Type of housing that would be required:- A pair of rats should have a cage no smaller then a Savic Freddy 2 80cmx50cmx63cm.

What type of home are you looking for? - Beginner or experienced, male group or female group or on their own. 
Donation required: yes but no minimum set
Web link: Home - Scritches Rat and Rodent Rescue

Other information These boys have come a long way, both had behavioural problems that have mostly disappeared since castration. Odin is a cuddly squish bag and Demon is friendly if more of an explorer. Please don't let the bar nipping put you off, this is easily fixed by...not putting your hand or fingers against or through the bars!

Odin:-










Demon:-


----------



## ceretrea (Jan 24, 2011)

Odin has undergone treatment for a respiratory infection and has recovered well. 

Both boys are still looking


----------



## ceretrea (Jan 24, 2011)

These boys are still looking. We will not be splitting them up as they are so closely bonded. Both boys have settled well with 2 does we have in rescue, although Odin would appreciate a home without very hormonal females.

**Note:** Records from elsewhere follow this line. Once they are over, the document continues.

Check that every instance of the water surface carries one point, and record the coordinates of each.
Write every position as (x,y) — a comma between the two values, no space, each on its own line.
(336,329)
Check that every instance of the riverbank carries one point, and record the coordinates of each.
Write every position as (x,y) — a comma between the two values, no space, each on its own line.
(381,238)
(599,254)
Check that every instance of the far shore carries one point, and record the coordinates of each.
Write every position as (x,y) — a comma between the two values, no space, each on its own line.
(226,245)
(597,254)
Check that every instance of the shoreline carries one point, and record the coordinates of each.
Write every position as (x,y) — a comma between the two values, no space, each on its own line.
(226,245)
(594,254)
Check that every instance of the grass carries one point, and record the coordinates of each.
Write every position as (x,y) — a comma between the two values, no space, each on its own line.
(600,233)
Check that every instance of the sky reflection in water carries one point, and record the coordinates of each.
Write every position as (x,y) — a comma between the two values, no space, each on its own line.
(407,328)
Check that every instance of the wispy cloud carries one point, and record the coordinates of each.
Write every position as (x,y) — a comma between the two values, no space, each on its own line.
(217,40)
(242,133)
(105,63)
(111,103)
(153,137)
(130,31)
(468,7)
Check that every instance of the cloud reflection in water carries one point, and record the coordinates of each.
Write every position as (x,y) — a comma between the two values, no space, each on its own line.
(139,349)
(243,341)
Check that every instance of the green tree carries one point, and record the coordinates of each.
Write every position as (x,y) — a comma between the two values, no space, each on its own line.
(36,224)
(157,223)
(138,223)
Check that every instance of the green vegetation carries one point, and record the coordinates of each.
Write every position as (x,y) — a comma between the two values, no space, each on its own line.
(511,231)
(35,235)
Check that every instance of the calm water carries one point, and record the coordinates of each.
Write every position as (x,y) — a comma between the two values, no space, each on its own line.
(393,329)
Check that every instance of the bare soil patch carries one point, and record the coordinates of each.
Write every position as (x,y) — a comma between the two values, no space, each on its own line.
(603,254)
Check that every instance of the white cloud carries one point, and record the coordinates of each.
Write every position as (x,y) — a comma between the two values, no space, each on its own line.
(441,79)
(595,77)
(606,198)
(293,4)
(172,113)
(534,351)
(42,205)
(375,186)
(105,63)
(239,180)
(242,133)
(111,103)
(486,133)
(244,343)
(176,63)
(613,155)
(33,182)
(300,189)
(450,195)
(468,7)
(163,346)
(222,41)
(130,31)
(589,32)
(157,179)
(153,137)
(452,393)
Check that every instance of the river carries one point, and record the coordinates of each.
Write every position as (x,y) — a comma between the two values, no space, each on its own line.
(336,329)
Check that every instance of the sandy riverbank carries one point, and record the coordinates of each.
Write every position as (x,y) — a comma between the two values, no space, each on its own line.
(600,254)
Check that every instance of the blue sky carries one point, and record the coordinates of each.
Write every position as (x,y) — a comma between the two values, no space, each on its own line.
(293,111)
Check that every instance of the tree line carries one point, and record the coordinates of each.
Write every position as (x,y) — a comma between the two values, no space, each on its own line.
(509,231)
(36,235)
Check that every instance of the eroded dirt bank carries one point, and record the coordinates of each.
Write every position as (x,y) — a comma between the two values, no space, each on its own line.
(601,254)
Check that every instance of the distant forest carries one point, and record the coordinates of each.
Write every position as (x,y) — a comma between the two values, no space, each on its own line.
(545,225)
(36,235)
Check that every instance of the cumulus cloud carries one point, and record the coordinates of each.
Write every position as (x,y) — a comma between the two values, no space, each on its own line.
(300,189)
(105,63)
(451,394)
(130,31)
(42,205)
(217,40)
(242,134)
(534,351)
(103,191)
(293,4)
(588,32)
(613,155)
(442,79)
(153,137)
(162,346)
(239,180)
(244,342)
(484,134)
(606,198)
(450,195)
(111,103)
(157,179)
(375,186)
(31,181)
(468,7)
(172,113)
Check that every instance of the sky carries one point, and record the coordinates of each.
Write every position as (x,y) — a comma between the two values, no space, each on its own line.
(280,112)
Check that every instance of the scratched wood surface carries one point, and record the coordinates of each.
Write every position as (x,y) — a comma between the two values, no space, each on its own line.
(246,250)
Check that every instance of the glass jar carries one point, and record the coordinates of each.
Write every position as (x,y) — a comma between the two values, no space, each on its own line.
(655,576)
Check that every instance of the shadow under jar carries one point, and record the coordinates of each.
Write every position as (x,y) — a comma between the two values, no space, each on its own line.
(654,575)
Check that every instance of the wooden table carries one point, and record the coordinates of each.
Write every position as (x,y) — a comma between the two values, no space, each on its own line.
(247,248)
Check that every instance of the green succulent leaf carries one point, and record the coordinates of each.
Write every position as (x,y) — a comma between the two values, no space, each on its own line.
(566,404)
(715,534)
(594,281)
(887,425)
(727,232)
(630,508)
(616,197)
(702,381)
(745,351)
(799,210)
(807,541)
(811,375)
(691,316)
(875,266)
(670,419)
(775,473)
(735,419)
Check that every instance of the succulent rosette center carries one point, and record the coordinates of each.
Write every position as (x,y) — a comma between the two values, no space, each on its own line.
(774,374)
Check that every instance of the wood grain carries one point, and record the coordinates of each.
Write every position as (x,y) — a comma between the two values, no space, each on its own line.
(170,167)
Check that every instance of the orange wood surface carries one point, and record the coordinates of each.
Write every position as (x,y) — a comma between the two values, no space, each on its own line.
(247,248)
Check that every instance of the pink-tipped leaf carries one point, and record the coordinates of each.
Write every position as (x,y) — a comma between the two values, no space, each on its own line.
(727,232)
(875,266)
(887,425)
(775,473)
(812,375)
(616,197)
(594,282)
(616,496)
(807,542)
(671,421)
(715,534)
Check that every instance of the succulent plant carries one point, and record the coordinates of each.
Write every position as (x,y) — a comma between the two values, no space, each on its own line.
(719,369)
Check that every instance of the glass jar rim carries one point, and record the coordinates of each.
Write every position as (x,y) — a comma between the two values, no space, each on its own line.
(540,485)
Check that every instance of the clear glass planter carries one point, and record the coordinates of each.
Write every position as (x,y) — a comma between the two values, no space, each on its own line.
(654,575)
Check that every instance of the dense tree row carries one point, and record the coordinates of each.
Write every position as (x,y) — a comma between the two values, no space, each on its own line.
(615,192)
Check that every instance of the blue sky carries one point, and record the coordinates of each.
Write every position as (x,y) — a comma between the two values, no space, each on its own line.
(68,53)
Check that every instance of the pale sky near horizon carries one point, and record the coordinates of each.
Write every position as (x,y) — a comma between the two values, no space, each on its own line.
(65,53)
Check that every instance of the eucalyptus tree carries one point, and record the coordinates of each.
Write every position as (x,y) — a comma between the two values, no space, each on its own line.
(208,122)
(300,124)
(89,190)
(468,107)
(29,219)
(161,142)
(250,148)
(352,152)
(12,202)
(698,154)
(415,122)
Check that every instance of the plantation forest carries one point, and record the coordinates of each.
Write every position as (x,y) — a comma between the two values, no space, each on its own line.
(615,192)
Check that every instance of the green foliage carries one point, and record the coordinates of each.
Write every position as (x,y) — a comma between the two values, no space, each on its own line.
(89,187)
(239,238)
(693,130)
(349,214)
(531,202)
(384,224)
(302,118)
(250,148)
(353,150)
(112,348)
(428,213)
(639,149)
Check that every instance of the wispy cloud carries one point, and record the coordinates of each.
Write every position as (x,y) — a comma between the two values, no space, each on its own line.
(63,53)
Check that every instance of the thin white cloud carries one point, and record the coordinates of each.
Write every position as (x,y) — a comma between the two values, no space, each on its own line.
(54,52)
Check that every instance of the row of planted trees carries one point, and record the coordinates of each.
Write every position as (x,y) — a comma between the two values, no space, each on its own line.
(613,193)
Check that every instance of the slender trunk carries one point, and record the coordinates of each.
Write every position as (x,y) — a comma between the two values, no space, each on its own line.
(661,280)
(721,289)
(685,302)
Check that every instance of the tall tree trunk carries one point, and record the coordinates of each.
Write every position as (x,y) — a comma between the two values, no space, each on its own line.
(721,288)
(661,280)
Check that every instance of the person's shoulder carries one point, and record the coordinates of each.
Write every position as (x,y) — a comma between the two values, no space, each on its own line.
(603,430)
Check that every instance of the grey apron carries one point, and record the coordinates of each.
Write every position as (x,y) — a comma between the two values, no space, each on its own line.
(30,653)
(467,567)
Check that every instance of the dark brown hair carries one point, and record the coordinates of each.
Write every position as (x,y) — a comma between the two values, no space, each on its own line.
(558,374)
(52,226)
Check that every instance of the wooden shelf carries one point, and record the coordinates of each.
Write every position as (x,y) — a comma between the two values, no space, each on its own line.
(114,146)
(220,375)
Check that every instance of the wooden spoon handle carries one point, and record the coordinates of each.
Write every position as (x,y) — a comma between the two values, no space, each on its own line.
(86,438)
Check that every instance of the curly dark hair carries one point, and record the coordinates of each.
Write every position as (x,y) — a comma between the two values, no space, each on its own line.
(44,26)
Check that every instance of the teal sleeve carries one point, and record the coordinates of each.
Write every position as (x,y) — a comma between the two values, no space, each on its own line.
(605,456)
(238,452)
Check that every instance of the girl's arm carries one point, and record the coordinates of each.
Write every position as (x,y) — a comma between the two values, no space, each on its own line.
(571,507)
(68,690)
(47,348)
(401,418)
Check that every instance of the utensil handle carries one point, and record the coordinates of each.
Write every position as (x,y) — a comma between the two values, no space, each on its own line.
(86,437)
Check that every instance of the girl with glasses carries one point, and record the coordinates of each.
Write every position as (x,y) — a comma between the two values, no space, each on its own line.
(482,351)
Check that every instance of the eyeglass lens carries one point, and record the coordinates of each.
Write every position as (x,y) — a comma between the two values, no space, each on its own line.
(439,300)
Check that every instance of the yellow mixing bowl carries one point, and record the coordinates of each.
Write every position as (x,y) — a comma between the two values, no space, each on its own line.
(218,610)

Odin recently developed an abcess between his back legs as a result of a fight. This cleared up very quickly following treatment. Given his history he allowed us to attend to it, took his meds and still bruxed for us afterwards.

Demon does very well with any female rats and we are therefore more concerned with matching a home suitable for Odin's needs as Demon is so much more adaptable.

Demon retains some small amount of 'in cage' nipping, we recommend that any new home is aware that this may or may not continue throughout his life.


----------



## Maltey (Nov 29, 2011)

Are these boys still looking?
I've been looking for some boys to add to my girls for a while and I think these might be the ones 
Don't quote me on it, because I still have to convince the OH, but I just want to make sure they're still looking before I do my presentation!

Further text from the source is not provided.